Following the box office success of Dragon Tiger Gate, Yen had announced SPL 2s development, along with plans to make a sequel to Dragon Tiger Gate. SPL 2 was now given another tentative title, Battling the Police Force (强战型警), and Yen also announced that the film would be written in a style similar to SPL. Yen had hoped the film would take part in the 2007 Cannes Film Festival and scheduled for a Labour Day release in 2007.
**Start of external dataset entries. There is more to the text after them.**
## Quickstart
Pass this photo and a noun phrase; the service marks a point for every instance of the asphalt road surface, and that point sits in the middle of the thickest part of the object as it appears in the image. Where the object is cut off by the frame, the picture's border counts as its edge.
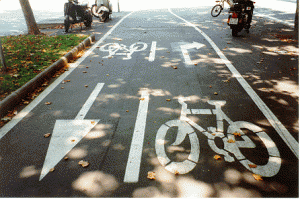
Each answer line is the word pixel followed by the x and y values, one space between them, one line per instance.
pixel 168 93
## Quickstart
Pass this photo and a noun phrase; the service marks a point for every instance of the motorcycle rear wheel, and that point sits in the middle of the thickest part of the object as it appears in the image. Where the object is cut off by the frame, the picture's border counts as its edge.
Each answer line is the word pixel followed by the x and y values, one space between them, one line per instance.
pixel 88 21
pixel 103 16
pixel 235 32
pixel 216 10
pixel 94 11
pixel 67 23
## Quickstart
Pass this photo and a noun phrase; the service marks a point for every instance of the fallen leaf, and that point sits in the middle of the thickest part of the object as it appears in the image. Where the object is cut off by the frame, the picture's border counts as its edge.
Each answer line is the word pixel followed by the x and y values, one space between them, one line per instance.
pixel 47 135
pixel 217 157
pixel 151 175
pixel 257 177
pixel 252 165
pixel 83 163
pixel 237 134
pixel 231 141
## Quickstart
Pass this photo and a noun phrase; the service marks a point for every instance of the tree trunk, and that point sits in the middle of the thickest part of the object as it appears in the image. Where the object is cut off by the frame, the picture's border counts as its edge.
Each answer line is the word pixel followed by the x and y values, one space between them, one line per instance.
pixel 297 19
pixel 29 18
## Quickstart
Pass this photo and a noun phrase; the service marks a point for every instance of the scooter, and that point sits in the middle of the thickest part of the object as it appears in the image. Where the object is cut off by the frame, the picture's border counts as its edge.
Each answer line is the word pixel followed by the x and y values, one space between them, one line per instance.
pixel 77 13
pixel 104 9
pixel 238 17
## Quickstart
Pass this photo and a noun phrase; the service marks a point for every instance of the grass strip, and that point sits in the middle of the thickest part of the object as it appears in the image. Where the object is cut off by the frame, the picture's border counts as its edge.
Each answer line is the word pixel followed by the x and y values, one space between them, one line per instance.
pixel 28 55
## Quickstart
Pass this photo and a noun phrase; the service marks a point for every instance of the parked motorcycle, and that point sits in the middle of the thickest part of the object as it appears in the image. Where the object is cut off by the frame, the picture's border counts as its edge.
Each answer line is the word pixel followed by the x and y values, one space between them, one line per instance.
pixel 77 13
pixel 102 9
pixel 239 17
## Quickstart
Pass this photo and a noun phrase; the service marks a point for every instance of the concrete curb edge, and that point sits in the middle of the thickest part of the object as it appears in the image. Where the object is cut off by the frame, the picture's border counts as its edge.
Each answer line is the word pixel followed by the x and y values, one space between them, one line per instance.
pixel 11 101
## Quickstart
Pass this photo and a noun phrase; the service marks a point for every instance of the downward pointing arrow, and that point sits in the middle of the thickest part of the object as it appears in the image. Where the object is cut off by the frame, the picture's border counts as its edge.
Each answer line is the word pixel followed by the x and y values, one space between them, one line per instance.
pixel 67 133
pixel 184 49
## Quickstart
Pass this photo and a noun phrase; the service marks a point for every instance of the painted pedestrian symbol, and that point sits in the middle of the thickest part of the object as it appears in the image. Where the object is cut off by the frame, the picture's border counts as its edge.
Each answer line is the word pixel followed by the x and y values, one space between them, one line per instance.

The film was later retitled to Army Breaker (破军), which means destroying thousands of opponents in war. The film was given a budget of US$8 million and production was set to begin in Macau in September 2006.

===Filming===
The film was now given the working title City Without Mercy, and director Wilson Yip was forced to drop plans of shooting in Macau, due to the lack of extras needed for filming. Yip needed 250 extras for one scene, and decided to return to Hong Kong with his crew for filming. Filming in Hong Kong began on 13 November 2006, and the cast for the film had been finalised. Filming finally ended in March, and the film was now given its former title, Flash Point (導火線). After filming, it was revealed that the film had gone over budget. According to reports, Koo received HK$3 million, Yen received HK$2.6 million, Collin Chou received HK$1.1 million, while Xing Yu received HK$500,000 for the film.

===Fight choreography===
The fight scenes were choreographed by Yen, who combined mixed martial arts, an interdisciplinary form of fighting using elements of Brazilian jiu-jitsu, judo, karate, boxing, kickboxing and wrestling, with his trademark wushu and taekwondo. This method of fighting is something Yen considers to be the greatest development of martial arts in his lifetime. Yen admits that his challenge during filming was to communicate the essence of these techniques in the dramatics of the film. To ensure that the action scenes stood out, Yen not only hired martial artists from around the globe but also invited Collin Chou to join the cast.

==Festivals==
A promotional video highlighting Flash Point was shown at the 2007 Cannes Film Festival and the 2007 Hong Kong Film Awards. It also premiered at the "Midnight Madness" program of the 2007 Toronto International Film Festival in September that same year, at the Ryerson Theatre, with director Wilson Yip attending the premiere.

===Awards===

| Award | Category | Winner/Nominee | Result |
| 27th Hong Kong Film Awards | Best Action Choreography | Donnie Yen | Won |
| Best Sound Design | Steve Burgess, Sam Wong | Nominated |
| 44th Golden Horse Film Awards | Best Action Choreography | Donnie Yen | Won |
| Best Sound Design | Steve Burgess, Sam Wong | Nominated |

==Reception==
===Box office===
Flash Point opened in Hong Kong on 26 July 2007 and in China on 9 August 2007. In mainland China, Flash Point grossed a total of RMB15 million (US$1.98 million) in its first three days of release, according to its Hong Kong production and sales house Mandarin Films. While in Hong Kong, it grossed over HK$3.67 million (US$470,047) on its opening weekend. At the end of its box office run in Hong Kong, the film had grossed a total of over HK$10 million.

==Distribution==
South African film distributor Distant Horizon acquired North American rights to the film. The film's release in all English-speaking territories is handled by The Weinstein Company which released the film on DVD as part of their Dragon Dynasty collection.